The more the merrier:

The company announced Llama 3.3 70B, a text-only model claimed to deliver the performance of its largest Llama model at a lower cost.
Meta Video Seal is a new AI tool that applies imperceptible watermarks to AI-generated videos and hidden messages to uncover their origins.
And Meta unveiled Meta Motivo, an AI model for controlling human-like digital agent movements, aiming to offer lifelike NPCs in the metaverse.

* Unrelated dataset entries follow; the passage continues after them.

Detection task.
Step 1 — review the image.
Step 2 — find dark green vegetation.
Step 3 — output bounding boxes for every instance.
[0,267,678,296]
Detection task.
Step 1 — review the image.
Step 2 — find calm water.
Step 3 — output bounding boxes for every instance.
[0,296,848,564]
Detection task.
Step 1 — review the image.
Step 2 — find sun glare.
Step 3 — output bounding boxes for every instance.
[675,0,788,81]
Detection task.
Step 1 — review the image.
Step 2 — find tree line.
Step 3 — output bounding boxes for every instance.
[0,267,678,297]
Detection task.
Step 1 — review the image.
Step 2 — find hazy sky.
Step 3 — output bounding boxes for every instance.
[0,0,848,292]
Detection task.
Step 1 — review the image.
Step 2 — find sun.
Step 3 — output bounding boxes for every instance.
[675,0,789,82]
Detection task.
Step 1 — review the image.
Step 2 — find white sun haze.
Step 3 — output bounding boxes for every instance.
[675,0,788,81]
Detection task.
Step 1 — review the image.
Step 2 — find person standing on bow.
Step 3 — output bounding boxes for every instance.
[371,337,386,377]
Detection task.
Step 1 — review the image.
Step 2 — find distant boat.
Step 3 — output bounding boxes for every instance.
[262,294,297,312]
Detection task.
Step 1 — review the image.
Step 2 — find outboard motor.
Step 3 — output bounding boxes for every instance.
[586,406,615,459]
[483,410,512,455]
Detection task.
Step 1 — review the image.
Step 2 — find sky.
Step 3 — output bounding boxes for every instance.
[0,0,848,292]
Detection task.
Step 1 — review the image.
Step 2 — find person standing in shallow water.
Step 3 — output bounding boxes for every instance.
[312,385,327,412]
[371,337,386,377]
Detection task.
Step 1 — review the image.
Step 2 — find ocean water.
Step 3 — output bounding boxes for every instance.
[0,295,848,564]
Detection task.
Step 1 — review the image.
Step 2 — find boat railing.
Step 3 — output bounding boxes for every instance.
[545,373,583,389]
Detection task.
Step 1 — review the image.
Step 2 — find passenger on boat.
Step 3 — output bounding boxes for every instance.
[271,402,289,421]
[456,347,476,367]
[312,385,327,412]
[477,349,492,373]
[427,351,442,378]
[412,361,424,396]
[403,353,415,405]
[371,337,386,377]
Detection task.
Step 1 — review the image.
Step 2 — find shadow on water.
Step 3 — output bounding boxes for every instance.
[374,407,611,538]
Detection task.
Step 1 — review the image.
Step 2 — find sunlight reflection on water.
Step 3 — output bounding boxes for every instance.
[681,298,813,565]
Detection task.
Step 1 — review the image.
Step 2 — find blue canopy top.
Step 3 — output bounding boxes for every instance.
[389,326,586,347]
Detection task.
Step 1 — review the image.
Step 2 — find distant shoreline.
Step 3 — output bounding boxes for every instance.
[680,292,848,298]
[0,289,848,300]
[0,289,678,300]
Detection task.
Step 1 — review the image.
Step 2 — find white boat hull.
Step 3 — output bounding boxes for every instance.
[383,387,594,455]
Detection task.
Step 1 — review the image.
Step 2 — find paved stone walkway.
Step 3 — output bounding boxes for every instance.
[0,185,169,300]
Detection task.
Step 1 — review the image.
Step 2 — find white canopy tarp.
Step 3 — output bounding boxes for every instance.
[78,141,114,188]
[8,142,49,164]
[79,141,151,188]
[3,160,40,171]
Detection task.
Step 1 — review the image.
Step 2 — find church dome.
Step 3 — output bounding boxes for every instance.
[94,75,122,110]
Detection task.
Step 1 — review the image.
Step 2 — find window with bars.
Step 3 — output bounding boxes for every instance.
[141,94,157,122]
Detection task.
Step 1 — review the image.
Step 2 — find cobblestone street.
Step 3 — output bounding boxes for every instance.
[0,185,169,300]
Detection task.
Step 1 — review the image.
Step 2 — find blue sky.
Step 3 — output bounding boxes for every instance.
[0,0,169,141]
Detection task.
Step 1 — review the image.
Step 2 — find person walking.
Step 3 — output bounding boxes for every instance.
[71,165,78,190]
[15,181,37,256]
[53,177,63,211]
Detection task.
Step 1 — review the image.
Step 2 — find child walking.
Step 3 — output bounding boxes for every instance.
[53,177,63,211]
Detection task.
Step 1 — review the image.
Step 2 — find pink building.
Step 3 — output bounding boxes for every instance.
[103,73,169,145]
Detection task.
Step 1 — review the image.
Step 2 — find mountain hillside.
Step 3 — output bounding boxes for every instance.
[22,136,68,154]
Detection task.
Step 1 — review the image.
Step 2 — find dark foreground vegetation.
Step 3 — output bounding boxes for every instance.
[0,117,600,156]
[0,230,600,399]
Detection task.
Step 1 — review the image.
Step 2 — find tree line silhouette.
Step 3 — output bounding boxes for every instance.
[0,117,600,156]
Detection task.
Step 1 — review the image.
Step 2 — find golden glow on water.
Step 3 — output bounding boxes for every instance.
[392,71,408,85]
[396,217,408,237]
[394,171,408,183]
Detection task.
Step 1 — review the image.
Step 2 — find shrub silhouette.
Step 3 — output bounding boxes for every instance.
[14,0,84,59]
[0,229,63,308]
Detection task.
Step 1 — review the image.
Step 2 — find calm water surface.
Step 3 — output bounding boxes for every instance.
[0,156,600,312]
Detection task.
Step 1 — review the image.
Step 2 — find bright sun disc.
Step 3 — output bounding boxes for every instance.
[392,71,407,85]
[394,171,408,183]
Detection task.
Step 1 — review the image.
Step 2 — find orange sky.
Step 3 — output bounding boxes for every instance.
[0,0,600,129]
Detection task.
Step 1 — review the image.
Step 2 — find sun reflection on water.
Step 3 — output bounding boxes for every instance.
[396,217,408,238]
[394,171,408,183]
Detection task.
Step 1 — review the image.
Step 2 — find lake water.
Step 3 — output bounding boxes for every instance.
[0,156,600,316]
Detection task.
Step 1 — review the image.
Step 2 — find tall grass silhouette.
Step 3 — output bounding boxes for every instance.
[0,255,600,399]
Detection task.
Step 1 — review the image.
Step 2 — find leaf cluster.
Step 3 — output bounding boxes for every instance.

Model Mayhem: Odds and ends

Elsewhere in model mayhem:

Microsoft launched Phi-4, a 14B-parameter language model that reportedly outperforms larger models in mathematical reasoning (the company is also reportedly renegotiating its deal with OpenAI).
Researchers released Trellis, a new 3D mesh generative model.
Character.AI announces parental controls and a new language model for users under 18, following lawsuits claiming its chatbots contributed to self-harm.
An evaluation of six frontier AI models for in-context scheming found that only OpenAI's o1 model was capable of scheming in all tests.
AI startups are recruiting experts to train models on specialized tasks for sensitive sectors like finance, defense, and healthcare.
Chatbot Arena, which now ranks over 170 AI models, aims to become a Wikipedia for AI, while new competitors like Countless.dev are also cropping up.
And Wired looks at the OnlyFans models turning to AI impersonators to keep up with their direct messages.